Herkese merhaba canlarımmm HOŞ GELDİNİZZZZ
Başlama tarihim: 25.06.2024 Sizin???
Diğer hikayelerim bitmeden bu hikayeme başlıyorum ama önce giriş bölümüne yayımlayıp ondan sonra SEÇİLMİŞ hikayemi bitirip buradan devam edeceğim. Yeni kurgumu inşAllah çok beğenirsiniz ve düşüncelerinizi lütfen belirtmekten kendinizi alıkoymayın. Bu kurgum için çok heyecanlıyım. İlk defa asker kurgusu yazıyorum ve umarım altından kalkabilirim. O zaman çok uzatmadan başlayalım.
......
LAMİHA
Nefessiz kalıyor gibi hissettiğimde bile yaşıyor olduğumu bilmem rahatlamamı sağlamıyordu. Nefessizdim ama gözlerim açıktı, kalbim delicesine atıyordu. Kalbimin sesini kulaklarımda duysam bile bu benim hayatta olduğumu inandırmıyordu. İnanamıyordum... Ya da inanmak istemiyordum. Yaşamak istemediğimdendi bu inanamama. Gözlerim ağlamaktan acısa bile zorla gözlerimi kapattım. Yaşlar yanaklarımdan damla damla süzülürken başımı yanımdaki cama daha fazla yasladım. Başım ağrıdan zonkluyordu ama geçmesi ile için ilaç dolu olan dolaba adım atacak gücüm yoktu. Nasıl olsa geçeçekti değil mi? Ya da acıya dayanamayıp ölürdüm. Bu düşüncem yüzünden bu zamana yaralarımı hiç su bile tutmayıp temizleme gereği bile duymamıştım. Ruhumdaki yaraları bile iyileştirmek istemiyordum. O zaman yaşadığım şeyileri haksızlık yapmış olurdum. Hiçbir şeyi unutmamam lazımdı. Hem bir de ölmek isteyen biri kendini neden iyileştirmek isterdi ki?

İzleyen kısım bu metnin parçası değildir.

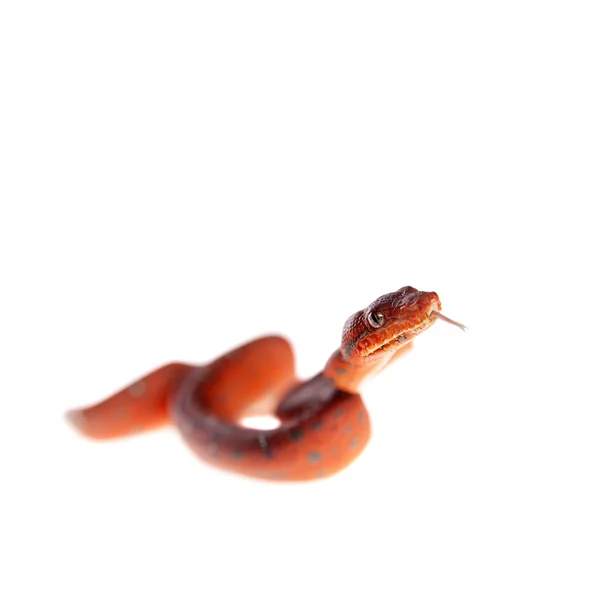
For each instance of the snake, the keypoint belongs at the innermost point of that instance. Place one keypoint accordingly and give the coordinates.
(322, 422)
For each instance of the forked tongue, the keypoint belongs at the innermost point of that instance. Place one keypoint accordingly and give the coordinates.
(439, 315)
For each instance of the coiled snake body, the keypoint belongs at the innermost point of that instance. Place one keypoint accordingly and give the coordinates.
(324, 425)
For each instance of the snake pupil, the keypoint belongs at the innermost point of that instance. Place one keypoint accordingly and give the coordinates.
(376, 319)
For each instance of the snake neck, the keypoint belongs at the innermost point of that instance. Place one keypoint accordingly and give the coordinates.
(346, 375)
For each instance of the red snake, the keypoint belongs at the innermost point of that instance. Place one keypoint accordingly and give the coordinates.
(323, 426)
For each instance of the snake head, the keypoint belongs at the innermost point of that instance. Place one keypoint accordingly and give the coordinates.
(388, 324)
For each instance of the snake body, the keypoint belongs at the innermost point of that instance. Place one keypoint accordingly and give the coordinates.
(323, 423)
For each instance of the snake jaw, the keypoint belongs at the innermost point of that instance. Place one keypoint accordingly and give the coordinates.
(407, 312)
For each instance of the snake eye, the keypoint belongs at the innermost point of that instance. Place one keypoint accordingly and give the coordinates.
(376, 320)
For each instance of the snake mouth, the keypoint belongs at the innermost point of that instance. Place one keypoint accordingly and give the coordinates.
(398, 336)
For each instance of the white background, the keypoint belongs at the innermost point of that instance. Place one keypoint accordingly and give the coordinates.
(179, 177)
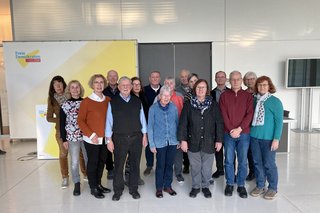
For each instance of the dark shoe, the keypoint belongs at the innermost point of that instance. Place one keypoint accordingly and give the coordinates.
(206, 192)
(140, 182)
(180, 178)
(217, 174)
(135, 195)
(250, 176)
(116, 197)
(228, 191)
(103, 189)
(211, 181)
(96, 192)
(147, 171)
(194, 192)
(185, 170)
(110, 175)
(242, 192)
(159, 194)
(170, 191)
(76, 190)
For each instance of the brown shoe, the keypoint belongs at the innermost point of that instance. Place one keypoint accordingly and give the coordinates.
(170, 191)
(159, 194)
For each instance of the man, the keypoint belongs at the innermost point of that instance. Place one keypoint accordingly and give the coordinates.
(237, 111)
(111, 91)
(221, 79)
(125, 135)
(183, 88)
(151, 91)
(177, 100)
(249, 81)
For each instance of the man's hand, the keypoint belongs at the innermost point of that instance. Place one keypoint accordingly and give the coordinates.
(184, 146)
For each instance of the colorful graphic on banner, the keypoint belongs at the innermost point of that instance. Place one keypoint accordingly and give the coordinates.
(24, 59)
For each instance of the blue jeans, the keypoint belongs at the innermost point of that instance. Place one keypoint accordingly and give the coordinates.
(164, 167)
(74, 150)
(241, 146)
(264, 160)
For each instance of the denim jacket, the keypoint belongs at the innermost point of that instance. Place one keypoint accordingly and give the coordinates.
(162, 126)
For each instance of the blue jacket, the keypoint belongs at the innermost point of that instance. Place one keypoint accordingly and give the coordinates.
(162, 126)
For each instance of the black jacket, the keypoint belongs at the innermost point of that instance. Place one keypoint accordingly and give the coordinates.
(201, 131)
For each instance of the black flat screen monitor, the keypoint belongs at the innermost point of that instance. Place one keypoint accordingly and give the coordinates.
(303, 73)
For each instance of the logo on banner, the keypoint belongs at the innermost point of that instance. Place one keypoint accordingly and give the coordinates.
(25, 58)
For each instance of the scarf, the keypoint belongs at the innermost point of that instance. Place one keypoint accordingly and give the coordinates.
(202, 106)
(60, 98)
(259, 112)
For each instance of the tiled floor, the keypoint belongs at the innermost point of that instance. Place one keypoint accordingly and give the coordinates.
(34, 186)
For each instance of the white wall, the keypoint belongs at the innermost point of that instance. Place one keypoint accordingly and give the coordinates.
(247, 35)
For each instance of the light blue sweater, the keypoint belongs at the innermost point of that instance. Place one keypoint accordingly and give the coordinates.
(162, 126)
(273, 120)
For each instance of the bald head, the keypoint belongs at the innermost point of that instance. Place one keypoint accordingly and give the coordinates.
(112, 78)
(235, 79)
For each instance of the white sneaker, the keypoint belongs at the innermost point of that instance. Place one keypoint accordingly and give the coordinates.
(65, 183)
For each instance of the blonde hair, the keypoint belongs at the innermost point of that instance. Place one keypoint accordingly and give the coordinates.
(68, 88)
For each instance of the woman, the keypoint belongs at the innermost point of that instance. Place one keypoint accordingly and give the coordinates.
(137, 91)
(201, 134)
(56, 98)
(265, 135)
(192, 79)
(162, 135)
(92, 120)
(70, 131)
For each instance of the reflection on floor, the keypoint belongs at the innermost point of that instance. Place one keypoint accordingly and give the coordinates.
(31, 185)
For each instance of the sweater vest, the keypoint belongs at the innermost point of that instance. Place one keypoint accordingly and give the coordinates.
(126, 115)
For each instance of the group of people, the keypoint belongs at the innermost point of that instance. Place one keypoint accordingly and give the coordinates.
(183, 127)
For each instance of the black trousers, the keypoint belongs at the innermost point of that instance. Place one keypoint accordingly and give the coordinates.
(250, 161)
(126, 145)
(97, 155)
(219, 160)
(109, 161)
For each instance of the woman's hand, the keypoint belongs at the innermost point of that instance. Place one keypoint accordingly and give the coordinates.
(95, 139)
(110, 146)
(218, 146)
(274, 145)
(184, 146)
(66, 145)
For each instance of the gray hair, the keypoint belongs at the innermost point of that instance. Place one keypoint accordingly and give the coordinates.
(234, 72)
(123, 78)
(170, 79)
(250, 73)
(165, 88)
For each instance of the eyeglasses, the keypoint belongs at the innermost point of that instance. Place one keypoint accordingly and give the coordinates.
(201, 88)
(263, 85)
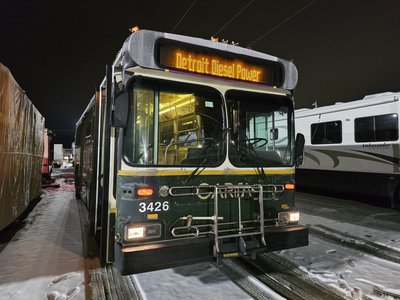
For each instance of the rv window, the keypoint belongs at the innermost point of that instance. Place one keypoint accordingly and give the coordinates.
(376, 128)
(326, 133)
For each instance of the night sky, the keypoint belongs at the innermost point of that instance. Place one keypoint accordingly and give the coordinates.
(57, 50)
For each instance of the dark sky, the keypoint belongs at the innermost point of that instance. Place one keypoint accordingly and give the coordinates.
(57, 50)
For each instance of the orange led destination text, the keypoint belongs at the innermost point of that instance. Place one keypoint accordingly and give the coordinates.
(217, 66)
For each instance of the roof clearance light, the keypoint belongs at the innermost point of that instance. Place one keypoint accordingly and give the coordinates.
(290, 186)
(145, 192)
(294, 216)
(134, 29)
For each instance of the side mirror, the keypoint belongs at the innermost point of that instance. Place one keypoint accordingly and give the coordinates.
(299, 149)
(273, 134)
(120, 111)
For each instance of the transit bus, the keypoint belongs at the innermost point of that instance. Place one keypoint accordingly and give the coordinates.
(186, 153)
(352, 149)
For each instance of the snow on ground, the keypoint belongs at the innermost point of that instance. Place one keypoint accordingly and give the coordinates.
(349, 271)
(199, 281)
(44, 259)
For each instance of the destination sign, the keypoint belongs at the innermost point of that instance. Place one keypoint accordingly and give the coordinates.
(203, 61)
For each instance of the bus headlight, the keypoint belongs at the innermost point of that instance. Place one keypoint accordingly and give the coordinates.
(289, 217)
(140, 231)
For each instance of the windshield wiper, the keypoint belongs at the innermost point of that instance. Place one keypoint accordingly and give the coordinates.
(194, 173)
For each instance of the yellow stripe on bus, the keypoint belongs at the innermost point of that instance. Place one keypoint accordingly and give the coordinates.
(204, 173)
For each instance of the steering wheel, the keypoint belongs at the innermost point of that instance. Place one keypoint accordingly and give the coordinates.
(253, 141)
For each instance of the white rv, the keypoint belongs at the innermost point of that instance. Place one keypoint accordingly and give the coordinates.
(352, 148)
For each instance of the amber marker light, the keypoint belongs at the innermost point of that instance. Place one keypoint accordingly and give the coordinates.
(290, 186)
(294, 216)
(145, 192)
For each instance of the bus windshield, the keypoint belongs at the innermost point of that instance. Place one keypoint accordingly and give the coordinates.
(174, 124)
(262, 132)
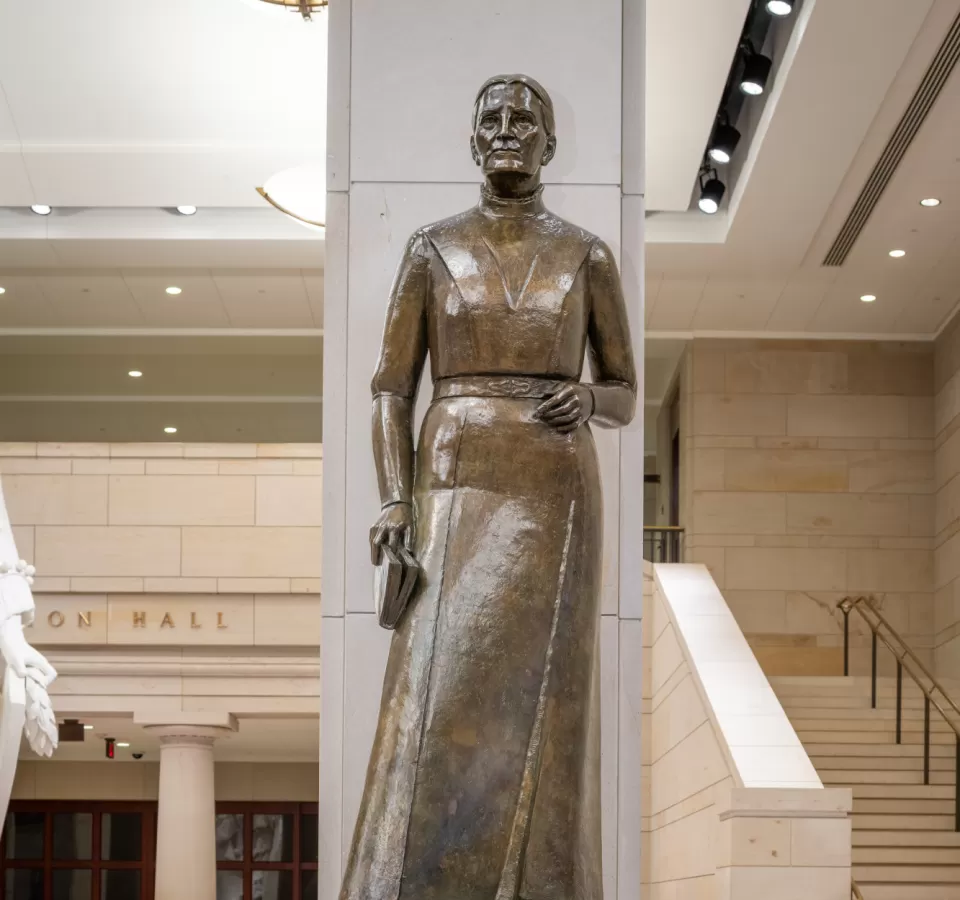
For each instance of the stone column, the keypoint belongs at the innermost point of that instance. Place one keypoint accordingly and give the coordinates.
(186, 849)
(402, 79)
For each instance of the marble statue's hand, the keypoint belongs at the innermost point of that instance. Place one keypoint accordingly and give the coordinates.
(394, 527)
(568, 408)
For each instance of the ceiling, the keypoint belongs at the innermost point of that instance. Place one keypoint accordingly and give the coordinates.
(211, 100)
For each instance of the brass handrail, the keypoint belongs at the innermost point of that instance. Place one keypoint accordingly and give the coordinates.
(851, 603)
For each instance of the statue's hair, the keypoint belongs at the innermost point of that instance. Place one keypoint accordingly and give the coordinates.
(538, 89)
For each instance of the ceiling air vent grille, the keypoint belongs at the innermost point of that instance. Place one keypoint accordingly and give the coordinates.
(917, 111)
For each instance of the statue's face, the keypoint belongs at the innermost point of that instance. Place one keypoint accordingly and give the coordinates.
(510, 136)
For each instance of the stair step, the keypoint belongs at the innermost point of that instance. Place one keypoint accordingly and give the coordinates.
(898, 822)
(904, 875)
(906, 856)
(866, 838)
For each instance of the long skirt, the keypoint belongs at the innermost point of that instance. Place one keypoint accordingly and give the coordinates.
(484, 779)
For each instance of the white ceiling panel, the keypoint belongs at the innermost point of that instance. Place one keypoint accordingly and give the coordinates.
(265, 300)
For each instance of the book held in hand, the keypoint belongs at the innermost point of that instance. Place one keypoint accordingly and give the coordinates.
(394, 581)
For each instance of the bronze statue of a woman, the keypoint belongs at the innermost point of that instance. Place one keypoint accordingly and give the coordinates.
(484, 779)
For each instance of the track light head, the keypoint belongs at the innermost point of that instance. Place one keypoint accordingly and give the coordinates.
(723, 143)
(712, 190)
(756, 73)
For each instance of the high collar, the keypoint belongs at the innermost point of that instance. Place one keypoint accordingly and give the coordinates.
(511, 207)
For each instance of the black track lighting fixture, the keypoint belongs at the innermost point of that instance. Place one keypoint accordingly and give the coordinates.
(723, 142)
(780, 7)
(712, 190)
(756, 71)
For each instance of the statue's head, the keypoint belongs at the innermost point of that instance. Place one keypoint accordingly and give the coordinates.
(513, 126)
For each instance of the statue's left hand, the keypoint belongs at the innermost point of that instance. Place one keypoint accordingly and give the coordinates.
(568, 408)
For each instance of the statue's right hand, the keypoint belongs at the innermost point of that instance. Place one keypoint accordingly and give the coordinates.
(394, 527)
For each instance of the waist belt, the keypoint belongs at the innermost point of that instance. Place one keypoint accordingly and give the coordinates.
(517, 387)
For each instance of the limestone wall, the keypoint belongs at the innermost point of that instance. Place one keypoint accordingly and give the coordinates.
(807, 474)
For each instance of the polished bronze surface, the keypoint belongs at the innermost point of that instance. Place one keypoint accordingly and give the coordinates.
(484, 779)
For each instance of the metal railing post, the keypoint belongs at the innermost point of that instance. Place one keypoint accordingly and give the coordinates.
(899, 698)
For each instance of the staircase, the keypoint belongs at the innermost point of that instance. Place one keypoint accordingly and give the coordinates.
(905, 846)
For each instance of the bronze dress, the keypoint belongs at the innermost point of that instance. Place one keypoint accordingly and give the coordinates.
(484, 779)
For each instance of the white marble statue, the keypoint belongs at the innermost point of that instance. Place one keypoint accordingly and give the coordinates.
(27, 674)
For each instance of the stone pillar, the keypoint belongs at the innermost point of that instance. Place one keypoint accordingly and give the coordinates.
(402, 79)
(186, 849)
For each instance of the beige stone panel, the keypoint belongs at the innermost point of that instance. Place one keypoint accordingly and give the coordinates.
(107, 550)
(115, 780)
(781, 371)
(785, 470)
(259, 552)
(762, 569)
(758, 611)
(220, 451)
(890, 472)
(731, 512)
(305, 585)
(286, 621)
(76, 450)
(739, 414)
(69, 619)
(180, 620)
(158, 450)
(18, 466)
(692, 766)
(290, 451)
(848, 514)
(253, 585)
(109, 466)
(890, 570)
(792, 883)
(838, 416)
(56, 499)
(256, 466)
(24, 536)
(182, 467)
(182, 500)
(17, 448)
(290, 500)
(180, 585)
(707, 470)
(754, 842)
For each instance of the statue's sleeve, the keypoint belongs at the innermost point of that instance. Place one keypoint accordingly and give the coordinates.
(404, 347)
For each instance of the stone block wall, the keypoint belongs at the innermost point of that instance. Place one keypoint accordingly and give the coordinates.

Gözlerimi yavaşça açtım ve başımı da yasladığım camdan çektim. Ayağa kalmaya kendime zorladım. Belime giren acıyla inledim. Gerçi her tarafım acıyordu. Tırnak uçlarımdan saçımın tek teline kadar desem abartmış ve yalan söylemiş olmazdım. Aynaya doğru ilerledim. Küçük bir odadaydım ve ayna hemen kapının karşısında kolonda asılıydı. Aynanın altında da küçük bir lavabo vardı. Aynanın karşısında durdum ve ellerimdeki kurumuş kanları temizlemeye çalıştım. Temizlediğimi düşündüğümde yanındaki havluyla kuruladım ellerimi. Havlunun yanında asılan tarağı ellerime aldığımda aynanan kendime baktım.
Her gün böyle oluyordu işte. O gidiyordu ve ben aynanın karşısında bıraktığı yıkıma bakıyordum. Yarattığı enkaza saatlerce izliyordum ve kendime acıyordum sadece. Yapabileceğim hiçbir şey yoktu. Daha fazla mücadele edecek gücüm yoktu. Kabullenmiş gibi gösteriyordum ama aslında kalbim bu durumu kabullenmemişti. Kalbim kabullenmek istemiyordu. Aklım ise bunun kurtuluşu yok deyip beni inandırmaya çalışıyordu. Aklım ile kalbim arasında sıkışmış durumdaydım.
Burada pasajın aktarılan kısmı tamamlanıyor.